Objectives: Colorectal cancer (CRC) is the second leading cause of cancer-related death in the United States. Endoscopic screening is now in favor and its use is increasing, but overall participation rates are poor. A substantial percentage of the population will likely continue to resist endoscopic screening. As such, a noninvasive biomarker for the early detection of CRC remains a priority. Herein, we (i) review the currently available noninvasive screening markers for the early detection of CRC, (ii) discuss newer markers that have undergone preliminary testing, and (iii) introduce and explain potentially promising markers of the future.

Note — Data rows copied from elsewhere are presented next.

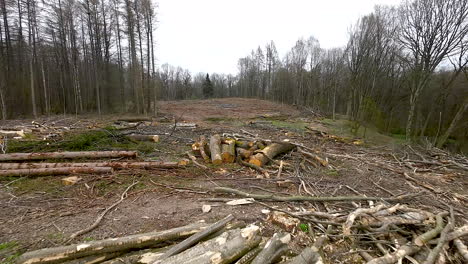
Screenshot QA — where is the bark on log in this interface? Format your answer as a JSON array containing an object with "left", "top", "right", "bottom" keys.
[
  {"left": 199, "top": 136, "right": 210, "bottom": 163},
  {"left": 0, "top": 161, "right": 179, "bottom": 170},
  {"left": 249, "top": 143, "right": 295, "bottom": 167},
  {"left": 117, "top": 117, "right": 153, "bottom": 123},
  {"left": 367, "top": 213, "right": 447, "bottom": 264},
  {"left": 210, "top": 135, "right": 223, "bottom": 165},
  {"left": 221, "top": 140, "right": 236, "bottom": 163},
  {"left": 17, "top": 223, "right": 207, "bottom": 264},
  {"left": 160, "top": 215, "right": 234, "bottom": 260},
  {"left": 0, "top": 151, "right": 137, "bottom": 161},
  {"left": 127, "top": 134, "right": 159, "bottom": 142},
  {"left": 65, "top": 252, "right": 122, "bottom": 264},
  {"left": 0, "top": 167, "right": 113, "bottom": 177},
  {"left": 214, "top": 187, "right": 414, "bottom": 202},
  {"left": 236, "top": 148, "right": 253, "bottom": 159},
  {"left": 252, "top": 233, "right": 291, "bottom": 264},
  {"left": 156, "top": 225, "right": 261, "bottom": 264}
]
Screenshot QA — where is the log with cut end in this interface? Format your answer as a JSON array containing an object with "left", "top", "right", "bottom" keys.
[
  {"left": 155, "top": 225, "right": 261, "bottom": 264},
  {"left": 249, "top": 142, "right": 295, "bottom": 167},
  {"left": 210, "top": 135, "right": 223, "bottom": 165},
  {"left": 0, "top": 167, "right": 113, "bottom": 177},
  {"left": 199, "top": 136, "right": 210, "bottom": 162},
  {"left": 252, "top": 233, "right": 291, "bottom": 264},
  {"left": 17, "top": 223, "right": 207, "bottom": 264},
  {"left": 221, "top": 140, "right": 236, "bottom": 163},
  {"left": 127, "top": 134, "right": 159, "bottom": 142},
  {"left": 0, "top": 161, "right": 179, "bottom": 170},
  {"left": 0, "top": 151, "right": 137, "bottom": 161},
  {"left": 236, "top": 148, "right": 253, "bottom": 159}
]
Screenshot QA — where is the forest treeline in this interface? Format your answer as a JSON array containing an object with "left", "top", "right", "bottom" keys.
[{"left": 0, "top": 0, "right": 468, "bottom": 147}]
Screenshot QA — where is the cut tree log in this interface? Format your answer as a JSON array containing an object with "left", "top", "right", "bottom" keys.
[
  {"left": 252, "top": 233, "right": 291, "bottom": 264},
  {"left": 117, "top": 117, "right": 153, "bottom": 123},
  {"left": 249, "top": 142, "right": 296, "bottom": 167},
  {"left": 0, "top": 167, "right": 113, "bottom": 177},
  {"left": 0, "top": 161, "right": 179, "bottom": 170},
  {"left": 210, "top": 134, "right": 223, "bottom": 165},
  {"left": 155, "top": 225, "right": 261, "bottom": 264},
  {"left": 236, "top": 148, "right": 253, "bottom": 159},
  {"left": 127, "top": 134, "right": 159, "bottom": 142},
  {"left": 214, "top": 187, "right": 419, "bottom": 202},
  {"left": 0, "top": 151, "right": 137, "bottom": 161},
  {"left": 221, "top": 140, "right": 236, "bottom": 163},
  {"left": 160, "top": 215, "right": 234, "bottom": 260},
  {"left": 199, "top": 136, "right": 210, "bottom": 163},
  {"left": 17, "top": 223, "right": 207, "bottom": 264}
]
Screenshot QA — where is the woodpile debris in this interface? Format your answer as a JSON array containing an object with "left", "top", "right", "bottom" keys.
[
  {"left": 192, "top": 134, "right": 296, "bottom": 168},
  {"left": 17, "top": 203, "right": 468, "bottom": 264},
  {"left": 0, "top": 151, "right": 188, "bottom": 177}
]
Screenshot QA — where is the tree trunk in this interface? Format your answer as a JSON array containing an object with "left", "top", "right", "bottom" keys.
[
  {"left": 127, "top": 134, "right": 159, "bottom": 142},
  {"left": 437, "top": 97, "right": 468, "bottom": 148},
  {"left": 17, "top": 223, "right": 207, "bottom": 264},
  {"left": 249, "top": 142, "right": 295, "bottom": 167},
  {"left": 0, "top": 151, "right": 137, "bottom": 161},
  {"left": 0, "top": 161, "right": 180, "bottom": 170},
  {"left": 210, "top": 135, "right": 223, "bottom": 165},
  {"left": 156, "top": 226, "right": 261, "bottom": 264},
  {"left": 0, "top": 167, "right": 113, "bottom": 177},
  {"left": 221, "top": 140, "right": 236, "bottom": 163},
  {"left": 252, "top": 233, "right": 291, "bottom": 264}
]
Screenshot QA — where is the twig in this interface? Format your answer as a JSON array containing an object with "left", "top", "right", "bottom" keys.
[
  {"left": 67, "top": 182, "right": 138, "bottom": 243},
  {"left": 214, "top": 187, "right": 418, "bottom": 202},
  {"left": 185, "top": 151, "right": 208, "bottom": 170},
  {"left": 156, "top": 215, "right": 234, "bottom": 263}
]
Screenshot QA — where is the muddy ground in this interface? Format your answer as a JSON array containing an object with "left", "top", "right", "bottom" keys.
[{"left": 0, "top": 99, "right": 468, "bottom": 263}]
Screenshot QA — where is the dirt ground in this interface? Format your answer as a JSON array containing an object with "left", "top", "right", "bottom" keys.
[{"left": 0, "top": 98, "right": 468, "bottom": 263}]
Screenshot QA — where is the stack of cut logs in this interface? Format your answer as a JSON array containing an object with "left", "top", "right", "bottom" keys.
[
  {"left": 0, "top": 151, "right": 184, "bottom": 176},
  {"left": 192, "top": 134, "right": 295, "bottom": 167},
  {"left": 17, "top": 215, "right": 322, "bottom": 264}
]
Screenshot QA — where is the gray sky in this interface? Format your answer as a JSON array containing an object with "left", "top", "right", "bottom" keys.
[{"left": 156, "top": 0, "right": 401, "bottom": 74}]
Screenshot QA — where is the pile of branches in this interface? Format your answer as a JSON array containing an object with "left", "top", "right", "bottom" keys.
[
  {"left": 17, "top": 215, "right": 328, "bottom": 264},
  {"left": 215, "top": 187, "right": 468, "bottom": 264},
  {"left": 0, "top": 151, "right": 187, "bottom": 176}
]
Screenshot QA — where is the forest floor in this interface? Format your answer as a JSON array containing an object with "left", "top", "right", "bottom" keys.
[{"left": 0, "top": 98, "right": 468, "bottom": 263}]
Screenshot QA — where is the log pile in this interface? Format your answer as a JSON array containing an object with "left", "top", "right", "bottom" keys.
[
  {"left": 17, "top": 203, "right": 468, "bottom": 264},
  {"left": 192, "top": 134, "right": 296, "bottom": 167},
  {"left": 0, "top": 151, "right": 186, "bottom": 177}
]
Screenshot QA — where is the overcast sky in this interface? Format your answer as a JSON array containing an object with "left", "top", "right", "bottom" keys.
[{"left": 156, "top": 0, "right": 401, "bottom": 74}]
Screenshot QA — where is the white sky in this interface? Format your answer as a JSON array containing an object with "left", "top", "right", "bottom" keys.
[{"left": 156, "top": 0, "right": 401, "bottom": 74}]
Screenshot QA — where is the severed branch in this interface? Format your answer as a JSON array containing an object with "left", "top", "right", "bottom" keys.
[
  {"left": 158, "top": 215, "right": 234, "bottom": 261},
  {"left": 214, "top": 187, "right": 417, "bottom": 202},
  {"left": 367, "top": 212, "right": 447, "bottom": 264},
  {"left": 67, "top": 182, "right": 138, "bottom": 243},
  {"left": 185, "top": 151, "right": 208, "bottom": 170}
]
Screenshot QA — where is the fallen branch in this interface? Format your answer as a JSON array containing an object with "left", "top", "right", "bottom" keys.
[
  {"left": 367, "top": 213, "right": 446, "bottom": 264},
  {"left": 0, "top": 151, "right": 137, "bottom": 161},
  {"left": 17, "top": 223, "right": 207, "bottom": 264},
  {"left": 68, "top": 182, "right": 138, "bottom": 242},
  {"left": 0, "top": 161, "right": 179, "bottom": 170},
  {"left": 160, "top": 225, "right": 261, "bottom": 264},
  {"left": 453, "top": 238, "right": 468, "bottom": 262},
  {"left": 159, "top": 215, "right": 234, "bottom": 260},
  {"left": 0, "top": 167, "right": 113, "bottom": 177},
  {"left": 185, "top": 151, "right": 208, "bottom": 170},
  {"left": 214, "top": 187, "right": 414, "bottom": 202},
  {"left": 251, "top": 233, "right": 291, "bottom": 264}
]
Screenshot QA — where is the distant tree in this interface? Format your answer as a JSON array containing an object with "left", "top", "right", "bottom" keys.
[{"left": 203, "top": 73, "right": 213, "bottom": 98}]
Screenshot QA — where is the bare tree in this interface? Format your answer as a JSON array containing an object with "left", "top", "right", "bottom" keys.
[{"left": 400, "top": 0, "right": 468, "bottom": 139}]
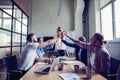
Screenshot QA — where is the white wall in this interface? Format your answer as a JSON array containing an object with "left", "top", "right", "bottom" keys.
[{"left": 30, "top": 0, "right": 84, "bottom": 37}]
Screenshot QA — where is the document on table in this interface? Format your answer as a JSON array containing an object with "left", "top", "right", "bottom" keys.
[
  {"left": 59, "top": 73, "right": 80, "bottom": 80},
  {"left": 63, "top": 61, "right": 80, "bottom": 64}
]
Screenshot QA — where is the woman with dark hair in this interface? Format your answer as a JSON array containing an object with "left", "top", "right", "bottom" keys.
[{"left": 66, "top": 33, "right": 110, "bottom": 77}]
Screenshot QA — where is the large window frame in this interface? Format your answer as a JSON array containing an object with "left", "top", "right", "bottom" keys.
[
  {"left": 0, "top": 0, "right": 29, "bottom": 55},
  {"left": 99, "top": 0, "right": 120, "bottom": 41}
]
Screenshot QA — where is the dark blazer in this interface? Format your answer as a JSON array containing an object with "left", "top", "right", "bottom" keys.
[{"left": 62, "top": 40, "right": 87, "bottom": 65}]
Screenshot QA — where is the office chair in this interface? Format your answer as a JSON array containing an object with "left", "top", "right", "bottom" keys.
[
  {"left": 108, "top": 57, "right": 120, "bottom": 80},
  {"left": 4, "top": 55, "right": 22, "bottom": 80}
]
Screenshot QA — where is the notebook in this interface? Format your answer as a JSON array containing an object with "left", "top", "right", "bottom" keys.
[{"left": 35, "top": 57, "right": 60, "bottom": 74}]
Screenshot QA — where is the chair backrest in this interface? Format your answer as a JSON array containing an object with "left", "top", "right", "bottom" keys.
[
  {"left": 109, "top": 57, "right": 120, "bottom": 74},
  {"left": 4, "top": 55, "right": 18, "bottom": 70}
]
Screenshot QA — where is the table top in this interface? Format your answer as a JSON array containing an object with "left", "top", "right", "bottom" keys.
[{"left": 20, "top": 61, "right": 107, "bottom": 80}]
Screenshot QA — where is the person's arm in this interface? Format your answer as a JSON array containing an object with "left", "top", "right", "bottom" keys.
[
  {"left": 66, "top": 33, "right": 89, "bottom": 48},
  {"left": 38, "top": 38, "right": 58, "bottom": 48},
  {"left": 62, "top": 40, "right": 78, "bottom": 48}
]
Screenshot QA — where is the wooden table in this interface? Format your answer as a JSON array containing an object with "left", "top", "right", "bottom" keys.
[{"left": 20, "top": 62, "right": 107, "bottom": 80}]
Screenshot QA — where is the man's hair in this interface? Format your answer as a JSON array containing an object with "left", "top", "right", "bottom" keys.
[
  {"left": 79, "top": 36, "right": 86, "bottom": 42},
  {"left": 57, "top": 27, "right": 63, "bottom": 31},
  {"left": 27, "top": 33, "right": 35, "bottom": 42},
  {"left": 94, "top": 33, "right": 104, "bottom": 45}
]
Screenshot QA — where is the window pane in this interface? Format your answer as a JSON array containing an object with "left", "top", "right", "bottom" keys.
[
  {"left": 115, "top": 0, "right": 120, "bottom": 38},
  {"left": 13, "top": 19, "right": 21, "bottom": 33},
  {"left": 22, "top": 24, "right": 27, "bottom": 34},
  {"left": 12, "top": 33, "right": 20, "bottom": 45},
  {"left": 22, "top": 14, "right": 27, "bottom": 25},
  {"left": 0, "top": 30, "right": 11, "bottom": 46},
  {"left": 101, "top": 5, "right": 113, "bottom": 40},
  {"left": 12, "top": 47, "right": 20, "bottom": 59},
  {"left": 0, "top": 48, "right": 10, "bottom": 59},
  {"left": 14, "top": 6, "right": 21, "bottom": 21},
  {"left": 3, "top": 19, "right": 11, "bottom": 30},
  {"left": 3, "top": 8, "right": 12, "bottom": 17},
  {"left": 22, "top": 36, "right": 26, "bottom": 45},
  {"left": 100, "top": 0, "right": 111, "bottom": 7}
]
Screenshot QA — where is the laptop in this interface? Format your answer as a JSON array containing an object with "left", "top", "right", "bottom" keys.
[{"left": 35, "top": 57, "right": 60, "bottom": 74}]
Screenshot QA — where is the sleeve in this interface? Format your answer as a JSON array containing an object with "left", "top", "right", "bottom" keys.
[{"left": 62, "top": 40, "right": 78, "bottom": 48}]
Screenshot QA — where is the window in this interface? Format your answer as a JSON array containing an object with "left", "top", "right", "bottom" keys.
[
  {"left": 115, "top": 0, "right": 120, "bottom": 38},
  {"left": 0, "top": 0, "right": 28, "bottom": 58},
  {"left": 100, "top": 0, "right": 120, "bottom": 40}
]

Methods: The published literature on markers for early detection of CRC was identified using a MEDLINE/PubMed search with secondary review of cited publications.
Results: Noninvasive testing for CRC is most advanced in testing for stool fecal occult blood, globin, or DNA mutations. Study of abnormal mucins has also been explored. Research for serum-based markers is just beginning and includes serum proteomics, nuclear matrix proteins, and serum DNA testing.
Conclusions: Serial guaiac-based fecal occult blood testing (FOBT) is simple, inexpensive, and proven effective at reducing mortality from CRC. Immunochemical fecal occult blood tests facilitate compliance and offer improved specificity, but at increased cost in comparison to FOBT. Fecal DNA testing may provide enhanced sensitivity for detection of CRC in comparison with FOBT, but its high cost limits its use for generalized screening. Rectal mucin testing requires additional evaluation to determine its sensitivity and specificity in comparison with guaiac-based FOBT. Serum tests, such as proteomics, nuclear matrix proteins, and serum DNA, are still in their infancy, but remain a hope for the future.